Um dos pontos de tensão mais públicos do ano foi na Dwars door Vlaanderen, onde a Visma desperdiçou uma superioridade de três contra um frente ao norte-americano Neilson Powless. Os holofotes apontaram rapidamente a Van Aert, que optou por sprintar ele próprio em vez de lançar um colega, decisão de que se arrependeu de imediato.
“Fiquei extremamente desapontado comigo, porque quando decidi sprintar não fui fiel a quem sou”, analisou. Quis a vitória em excesso, com receio de que um colega lhe tirasse a oportunidade.
Crucialmente, os colegas e o DD Grischa Niermann não o castigaram. O apoio que sentiu foi chão, não peso. “Ajudou-me enormemente não sentir frustração ou raiva de ninguém para comigo”, afirmou Van Aert.
A fome de vencer estava lá, o instinto, a chama, mas sabia que a decisão fora errada. Não embaraçosa, nem catastrófica, apenas errada.

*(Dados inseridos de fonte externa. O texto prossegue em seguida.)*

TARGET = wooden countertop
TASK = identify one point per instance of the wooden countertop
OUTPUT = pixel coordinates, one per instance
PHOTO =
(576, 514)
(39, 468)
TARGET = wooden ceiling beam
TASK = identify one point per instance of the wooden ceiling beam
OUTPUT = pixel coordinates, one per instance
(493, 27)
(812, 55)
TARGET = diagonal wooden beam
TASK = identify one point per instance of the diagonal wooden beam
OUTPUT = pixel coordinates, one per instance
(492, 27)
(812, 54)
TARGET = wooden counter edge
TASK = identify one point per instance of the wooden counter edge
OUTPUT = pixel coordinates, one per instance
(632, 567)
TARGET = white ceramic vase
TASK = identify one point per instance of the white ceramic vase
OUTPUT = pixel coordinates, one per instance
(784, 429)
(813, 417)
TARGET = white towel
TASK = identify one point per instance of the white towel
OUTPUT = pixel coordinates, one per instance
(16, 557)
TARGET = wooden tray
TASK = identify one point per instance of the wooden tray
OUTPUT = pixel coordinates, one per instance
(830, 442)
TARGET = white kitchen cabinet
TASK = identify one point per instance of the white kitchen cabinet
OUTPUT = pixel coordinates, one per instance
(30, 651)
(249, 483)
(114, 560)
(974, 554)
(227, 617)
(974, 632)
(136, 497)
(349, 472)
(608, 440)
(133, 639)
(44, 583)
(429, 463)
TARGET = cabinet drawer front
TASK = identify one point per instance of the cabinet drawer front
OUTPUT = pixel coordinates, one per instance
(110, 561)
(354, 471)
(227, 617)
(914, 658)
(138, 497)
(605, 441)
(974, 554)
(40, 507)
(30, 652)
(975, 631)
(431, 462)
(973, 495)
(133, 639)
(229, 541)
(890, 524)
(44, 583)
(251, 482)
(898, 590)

Pressão, expectativas e a necessidade de provar algo

No arranque da época, o exterior esperava que Van Aert reencontrasse de imediato o antigo nível. Essa expectativa, admitiu, pesou mais do que percebia.
Demi Vollering saiu em sua defesa nas redes sociais, lembrando como os grandes atletas por vezes tomam decisões imperfeitas sob pressão, sobretudo quando o mundo lá fora desconhece as tempestades que gerem por dentro.
Van Aert não discordou. “Pode acontecer não quereres vencer em primeiro lugar por ti, mas mais para dizer: vejam, ainda consigo ganhar,” disse. Não por manchetes, nem por críticos, mas para se tranquilizar.
E essa necessidade de resposta cresceu à medida que não chegaram as prestações no Opening Weekend e na E3 Saxo Classic. “Sem dar por isso, talvez queiras responder a isso”, refletiu.

Redescobrir porque corre

No fundo, o fio condutor de tudo o que disse, das dúvidas da primavera à frustração do outono, foi a procura da alegria. Não conforto. Não segurança. Real satisfação.
Esse sentimento voltou em Siena, sob o pó e o caos do Giro, quando venceu apesar de nem acreditar que o dia lhe assentava. “Há poucas vitórias cujo sentimento se aproxime. Fico arrepiado ao falar disso”. disse. “Foi um período difícil que acabou por se tornar algo positivo. Tudo encaixou”.
Foi um ponto de viragem nascido de luta genuína. Mais cedo nesse Giro admitiu: “No dia cinco perguntei-me se fazia sequer sentido continuar”. Mas a vitória virou a página emocional.